# HB 1224 in H-NRC this week



## MRN (Apr 1, 2002)

This is the bill that bans the use of powered watercraft for waterfowl. Is this thing still showing signs or life or is it DOA?

I hope to see a very strong do not pass both out of the e-mail tree and the house committee. Where might this thing be getting support?

M


----------



## Qwack (May 25, 2002)

Just a guess, but did the same guy who wrote the bill offering a Spring Canada goose season write this one? :eyeroll:


----------



## MRN (Apr 1, 2002)

Seems this bill was reworked and is now:



> SECTION 1. A new subsection to section 20.1-02-05 of the North Dakota Century Code is created and enacted as follows:
> 
> Carry out a program that targets waterfowl resting areas within the private lands initiative program which includes payments to private landowners for lease of waterfowl resting areas on private lands that during the term of the lease provides limited public access for the hunting of waterfowl.


http://www.state.nd.us/lr/assembly/58-2 ... I1224.html

Things are looking up.

M.


----------



## Dick Monson (Aug 12, 2002)

Be careful on this bill. Targeting funding for waterfowl "rest areas" may be a good idea, yet it could be a ploy to milk the fund for wet areas on private land, ie-the Devils Lake Basin-where hunting will not be allowed anyway, or the land off the rest area is leased in advance. Outfitters and their surrogates would love to spend NDGF money to benefit themselves.


----------



## MRN (Apr 1, 2002)

I see what you are saying Dick. I would hope it would be done in a reasonable way.

I would like to see what the ND G&F folks think of this. If this is a tool that they can use to manage the resources to the best of their ability, then I support giving them the tools they need (e.g., HPC II).

M.


----------



## nodaker (Jan 25, 2003)

This is off the waterfowl subject, but the same applys
The tools "can of worms" has been open awhile now guys.
It surely isn't a new concept as you can see by *replacing* a few 
key words in Dick's comment. (See the next paragraph)
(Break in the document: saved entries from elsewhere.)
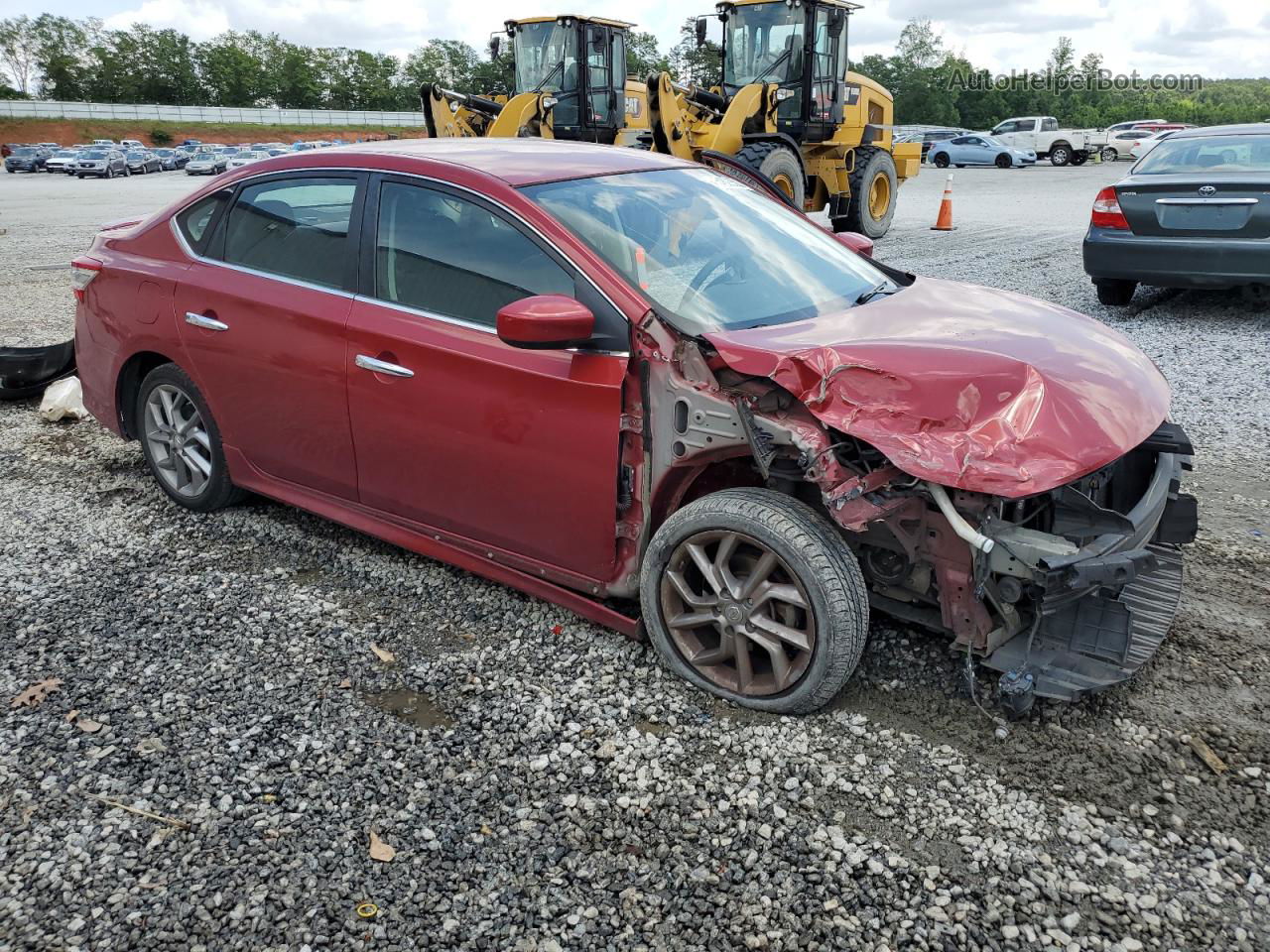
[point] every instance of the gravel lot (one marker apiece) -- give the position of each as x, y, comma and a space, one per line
544, 783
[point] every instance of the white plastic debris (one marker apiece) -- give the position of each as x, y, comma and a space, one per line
64, 400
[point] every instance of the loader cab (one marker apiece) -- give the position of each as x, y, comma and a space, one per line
581, 62
802, 48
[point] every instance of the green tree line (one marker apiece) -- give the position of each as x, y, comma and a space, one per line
63, 59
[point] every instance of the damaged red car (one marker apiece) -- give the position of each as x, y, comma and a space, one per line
651, 393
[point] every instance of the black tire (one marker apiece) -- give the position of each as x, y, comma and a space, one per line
1116, 294
779, 164
816, 555
217, 492
871, 163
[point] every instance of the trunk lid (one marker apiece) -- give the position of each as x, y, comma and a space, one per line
1224, 204
966, 386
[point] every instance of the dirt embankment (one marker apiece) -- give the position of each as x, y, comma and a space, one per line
71, 131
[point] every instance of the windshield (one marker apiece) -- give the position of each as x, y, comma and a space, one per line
707, 250
763, 44
547, 58
1213, 154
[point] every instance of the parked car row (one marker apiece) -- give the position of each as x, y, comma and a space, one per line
107, 159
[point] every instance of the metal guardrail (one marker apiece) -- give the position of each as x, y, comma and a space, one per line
42, 109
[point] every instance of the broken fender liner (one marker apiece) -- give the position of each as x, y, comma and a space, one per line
26, 371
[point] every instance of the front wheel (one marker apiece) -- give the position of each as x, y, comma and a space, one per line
752, 595
874, 186
182, 443
780, 166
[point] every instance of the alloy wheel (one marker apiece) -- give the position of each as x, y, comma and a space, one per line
178, 440
737, 613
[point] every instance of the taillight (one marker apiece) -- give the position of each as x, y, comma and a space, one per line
82, 271
1106, 211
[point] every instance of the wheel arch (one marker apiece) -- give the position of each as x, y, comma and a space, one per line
128, 385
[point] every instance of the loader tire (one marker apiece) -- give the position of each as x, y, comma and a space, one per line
780, 166
874, 186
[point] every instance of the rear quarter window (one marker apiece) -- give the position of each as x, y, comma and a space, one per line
195, 220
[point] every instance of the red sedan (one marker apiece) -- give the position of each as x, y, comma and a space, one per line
649, 393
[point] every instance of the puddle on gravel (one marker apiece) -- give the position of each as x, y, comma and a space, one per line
411, 706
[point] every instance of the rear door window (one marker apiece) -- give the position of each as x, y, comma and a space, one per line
295, 229
445, 255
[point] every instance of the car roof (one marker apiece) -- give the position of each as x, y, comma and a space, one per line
1247, 128
517, 162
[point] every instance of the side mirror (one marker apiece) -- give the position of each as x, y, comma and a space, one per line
857, 243
545, 322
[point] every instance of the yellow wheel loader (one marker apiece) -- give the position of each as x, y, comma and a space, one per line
789, 108
571, 82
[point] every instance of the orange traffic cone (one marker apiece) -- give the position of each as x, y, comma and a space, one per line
944, 222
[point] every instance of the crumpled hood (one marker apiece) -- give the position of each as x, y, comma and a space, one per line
965, 386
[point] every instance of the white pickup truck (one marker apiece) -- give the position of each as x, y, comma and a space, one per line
1042, 135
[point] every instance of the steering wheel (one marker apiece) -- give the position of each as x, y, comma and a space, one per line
698, 281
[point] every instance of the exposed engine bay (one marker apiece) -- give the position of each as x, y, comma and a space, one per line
1066, 590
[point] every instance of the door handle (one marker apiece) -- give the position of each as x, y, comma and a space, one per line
204, 322
376, 366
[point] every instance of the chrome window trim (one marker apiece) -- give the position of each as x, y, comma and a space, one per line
502, 207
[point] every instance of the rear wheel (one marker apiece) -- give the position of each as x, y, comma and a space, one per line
873, 191
752, 595
182, 443
779, 164
1115, 294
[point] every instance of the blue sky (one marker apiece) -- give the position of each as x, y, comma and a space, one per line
1165, 36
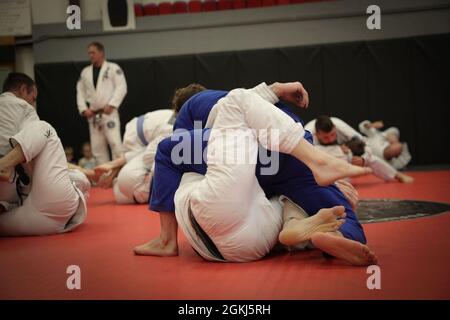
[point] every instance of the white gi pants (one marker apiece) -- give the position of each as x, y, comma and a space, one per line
133, 182
55, 204
377, 142
228, 203
103, 133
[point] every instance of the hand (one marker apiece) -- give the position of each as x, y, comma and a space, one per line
291, 92
349, 192
103, 169
106, 180
108, 109
358, 161
345, 149
88, 113
377, 124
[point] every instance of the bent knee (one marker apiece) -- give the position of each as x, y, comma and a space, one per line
127, 182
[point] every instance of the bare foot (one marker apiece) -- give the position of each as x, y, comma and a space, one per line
325, 168
157, 247
348, 250
296, 231
403, 178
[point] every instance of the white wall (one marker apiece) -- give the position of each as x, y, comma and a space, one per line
54, 11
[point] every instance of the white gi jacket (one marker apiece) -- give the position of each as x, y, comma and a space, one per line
111, 87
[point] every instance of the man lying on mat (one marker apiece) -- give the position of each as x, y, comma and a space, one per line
224, 208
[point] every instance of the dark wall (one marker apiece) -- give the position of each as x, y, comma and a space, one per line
403, 82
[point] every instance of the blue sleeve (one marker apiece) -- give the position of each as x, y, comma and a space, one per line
184, 118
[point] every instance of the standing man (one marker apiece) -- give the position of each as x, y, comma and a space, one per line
100, 92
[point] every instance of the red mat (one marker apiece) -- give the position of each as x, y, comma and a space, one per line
414, 258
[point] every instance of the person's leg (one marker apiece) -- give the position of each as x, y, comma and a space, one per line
385, 171
403, 159
119, 196
393, 150
98, 143
296, 182
53, 199
298, 228
111, 130
271, 123
133, 181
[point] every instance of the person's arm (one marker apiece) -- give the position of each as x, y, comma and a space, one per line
292, 92
120, 90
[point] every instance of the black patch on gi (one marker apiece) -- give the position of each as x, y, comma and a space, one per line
377, 210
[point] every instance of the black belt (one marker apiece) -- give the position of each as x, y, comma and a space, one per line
209, 244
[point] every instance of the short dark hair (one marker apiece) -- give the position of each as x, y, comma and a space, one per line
182, 95
324, 124
98, 45
15, 80
357, 146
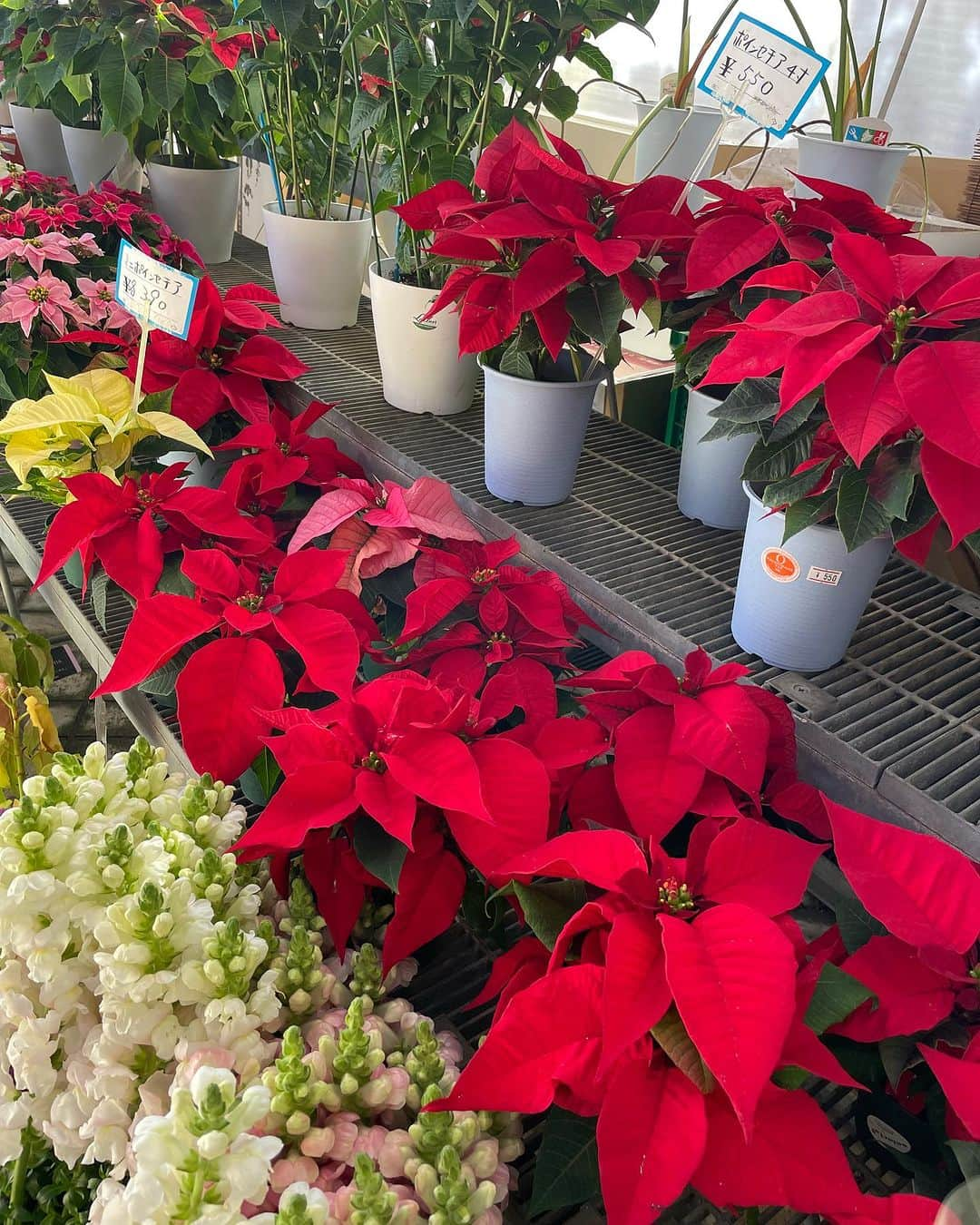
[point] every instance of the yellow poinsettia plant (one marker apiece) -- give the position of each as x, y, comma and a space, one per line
88, 423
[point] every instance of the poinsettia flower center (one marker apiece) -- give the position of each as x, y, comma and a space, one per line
674, 896
900, 318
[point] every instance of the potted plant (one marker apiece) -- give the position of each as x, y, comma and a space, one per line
672, 135
34, 77
858, 162
90, 51
478, 74
748, 247
303, 90
876, 406
186, 120
549, 259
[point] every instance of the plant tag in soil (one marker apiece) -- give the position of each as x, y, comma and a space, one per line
763, 75
157, 294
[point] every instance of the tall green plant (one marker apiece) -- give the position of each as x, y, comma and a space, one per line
440, 79
298, 81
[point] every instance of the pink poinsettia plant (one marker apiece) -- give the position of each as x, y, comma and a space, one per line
549, 258
56, 258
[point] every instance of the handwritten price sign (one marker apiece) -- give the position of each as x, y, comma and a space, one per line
763, 75
157, 294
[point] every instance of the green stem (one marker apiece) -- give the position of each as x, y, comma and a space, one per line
837, 119
827, 95
18, 1179
448, 81
294, 162
483, 104
489, 90
685, 83
855, 65
336, 133
875, 48
634, 135
401, 132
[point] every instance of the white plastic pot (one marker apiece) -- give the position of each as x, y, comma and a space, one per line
200, 206
710, 487
92, 154
798, 605
422, 370
39, 141
533, 435
675, 140
871, 168
318, 265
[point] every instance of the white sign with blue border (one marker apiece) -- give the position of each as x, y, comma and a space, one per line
762, 74
157, 294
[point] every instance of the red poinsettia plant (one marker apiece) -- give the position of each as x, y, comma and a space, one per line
871, 381
218, 375
756, 242
549, 258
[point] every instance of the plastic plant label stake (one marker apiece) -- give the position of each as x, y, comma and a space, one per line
157, 294
773, 73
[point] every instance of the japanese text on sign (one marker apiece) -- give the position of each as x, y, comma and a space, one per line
157, 294
763, 75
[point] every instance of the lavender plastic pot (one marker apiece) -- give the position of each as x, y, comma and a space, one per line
710, 480
533, 435
798, 605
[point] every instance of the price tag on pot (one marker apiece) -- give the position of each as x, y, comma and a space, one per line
868, 132
157, 294
763, 75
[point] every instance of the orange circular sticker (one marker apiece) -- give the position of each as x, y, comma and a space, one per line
779, 565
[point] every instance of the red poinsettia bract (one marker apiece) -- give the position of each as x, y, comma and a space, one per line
228, 683
703, 744
116, 524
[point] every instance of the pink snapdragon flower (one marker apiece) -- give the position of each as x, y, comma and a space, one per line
45, 296
34, 251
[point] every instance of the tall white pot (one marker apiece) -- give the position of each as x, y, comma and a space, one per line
422, 370
39, 140
200, 206
710, 479
318, 265
533, 436
871, 168
92, 154
675, 140
798, 605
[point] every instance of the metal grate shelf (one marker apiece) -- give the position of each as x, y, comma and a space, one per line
893, 729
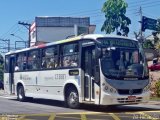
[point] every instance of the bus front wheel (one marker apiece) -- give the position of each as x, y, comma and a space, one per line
72, 99
20, 94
Be careful on this bill. Targeting funding for PLOTS may be a good idea, yet it could be a ploy to milk the fund for areas on private land, ie-the Mott area-where hunting will not be allowed anyway, or the land off the PLOTS is leased in advance. Outfitters and their surrogates would love to spend NDGF money to benefit themselves

The non res freelancers really like it too.
Is there any action to allow only one non res license?
I hope the lobbyists dig in and help this out.


----------